Meaghan Connors didn't have to endure any forfeits herself this year. As a seventh-grader, she wasn't McMurray's best wrestler in her weight class, so she wasn't on the varsity squad, the only one that officially competes at the middle-school level. Still, she came home upset when Shiosaki got forfeits. She told her father she felt degraded, like an "object of lust."
Shiosaki said three of her 11 matches this year were forfeits from boys at the two schools, significantly shortening her season. That's what concerns her mother, Lonnie, who's supporting Jerry Connors' efforts.
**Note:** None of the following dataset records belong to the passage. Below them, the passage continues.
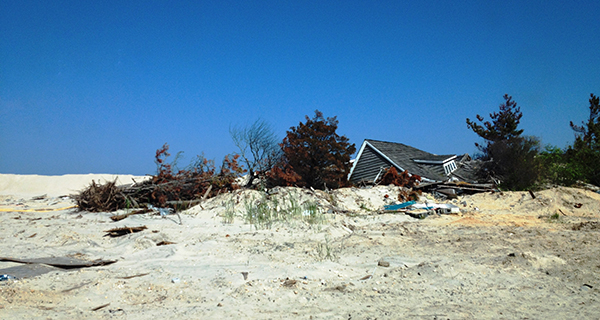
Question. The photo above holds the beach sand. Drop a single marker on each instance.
(505, 256)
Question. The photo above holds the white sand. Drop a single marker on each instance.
(501, 258)
(35, 185)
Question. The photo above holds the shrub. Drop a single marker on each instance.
(314, 155)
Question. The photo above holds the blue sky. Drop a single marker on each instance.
(97, 87)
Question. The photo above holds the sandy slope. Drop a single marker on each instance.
(503, 257)
(53, 186)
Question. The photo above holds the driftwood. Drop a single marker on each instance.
(117, 232)
(178, 192)
(120, 217)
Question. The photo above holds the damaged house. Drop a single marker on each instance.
(374, 157)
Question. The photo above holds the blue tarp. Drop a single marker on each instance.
(403, 205)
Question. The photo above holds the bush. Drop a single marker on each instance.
(314, 155)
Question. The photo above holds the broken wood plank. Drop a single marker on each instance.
(117, 232)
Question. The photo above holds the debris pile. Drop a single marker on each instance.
(167, 189)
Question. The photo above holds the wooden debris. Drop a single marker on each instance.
(289, 283)
(100, 307)
(117, 232)
(135, 276)
(164, 243)
(120, 217)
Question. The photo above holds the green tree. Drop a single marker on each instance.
(504, 125)
(510, 158)
(584, 155)
(314, 155)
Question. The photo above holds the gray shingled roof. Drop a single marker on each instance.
(404, 156)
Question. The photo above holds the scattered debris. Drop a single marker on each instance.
(588, 225)
(120, 217)
(289, 283)
(383, 263)
(164, 212)
(117, 232)
(6, 277)
(39, 266)
(135, 276)
(450, 190)
(100, 307)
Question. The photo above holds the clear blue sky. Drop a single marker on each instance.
(98, 86)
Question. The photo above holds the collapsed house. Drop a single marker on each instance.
(375, 157)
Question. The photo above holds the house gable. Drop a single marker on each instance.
(375, 155)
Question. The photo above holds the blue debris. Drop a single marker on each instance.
(5, 277)
(403, 205)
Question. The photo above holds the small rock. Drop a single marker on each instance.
(383, 263)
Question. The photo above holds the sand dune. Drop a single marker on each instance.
(505, 256)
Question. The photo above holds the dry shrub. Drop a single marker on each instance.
(101, 198)
(404, 180)
(166, 188)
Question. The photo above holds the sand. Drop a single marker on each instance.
(505, 256)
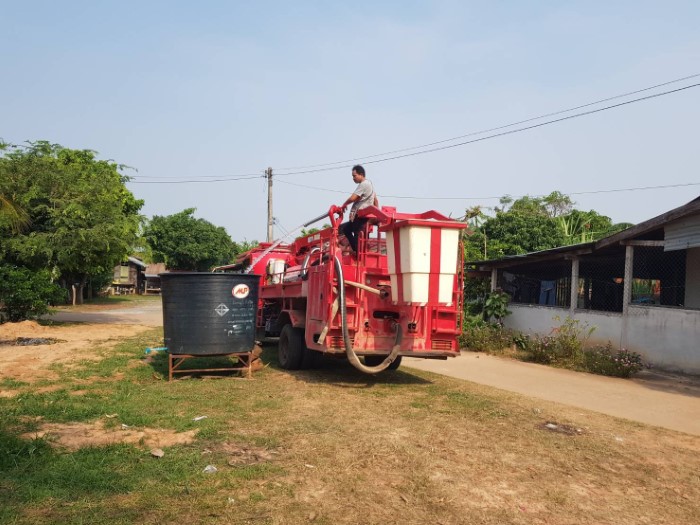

The lack of experience handicaps the girls when they go to state tournaments or even the state's all-girls exhibition tournament, she said.
Some of the boys on McMurray's team dislike the policies, too.
"It's pretty disrespectful," said Jesse Mish, 14, who's won several state wrestling awards.
Petersen, the Rainier Valley League president, said that as far as he's concerned, the issue has been long decided.
"It's something we've dealt with and the other schools have been fine with it," he said.
Some coaches wonder what can be done short of Cascade Christian and Tacoma Baptist withdrawing from the league.
"You can't force a kid to do something his parents say he can't do," said Craig Johnson, wrestling coach at Hawkins Middle School in the North Mason School District. Still, he said, he'd like the two girls on his team to have more opportunities to compete.
The WIAA has not been asked for its guidance, and for now, it's a league matter, Colbrese said. Still, he said, he's looking into it. To him, there are conflicts among the freedom of religion, the freedom from discrimination and the wrestling rule that allows forfeits.
"I'm not sure where you come out with all those things mixed in," he said.
Jerry Connors, however, maintains private schools should adhere by public rules when they're competing against public schools in public facilities.
"My daughter's rights," he said, "are not going to be bargained away for any reason."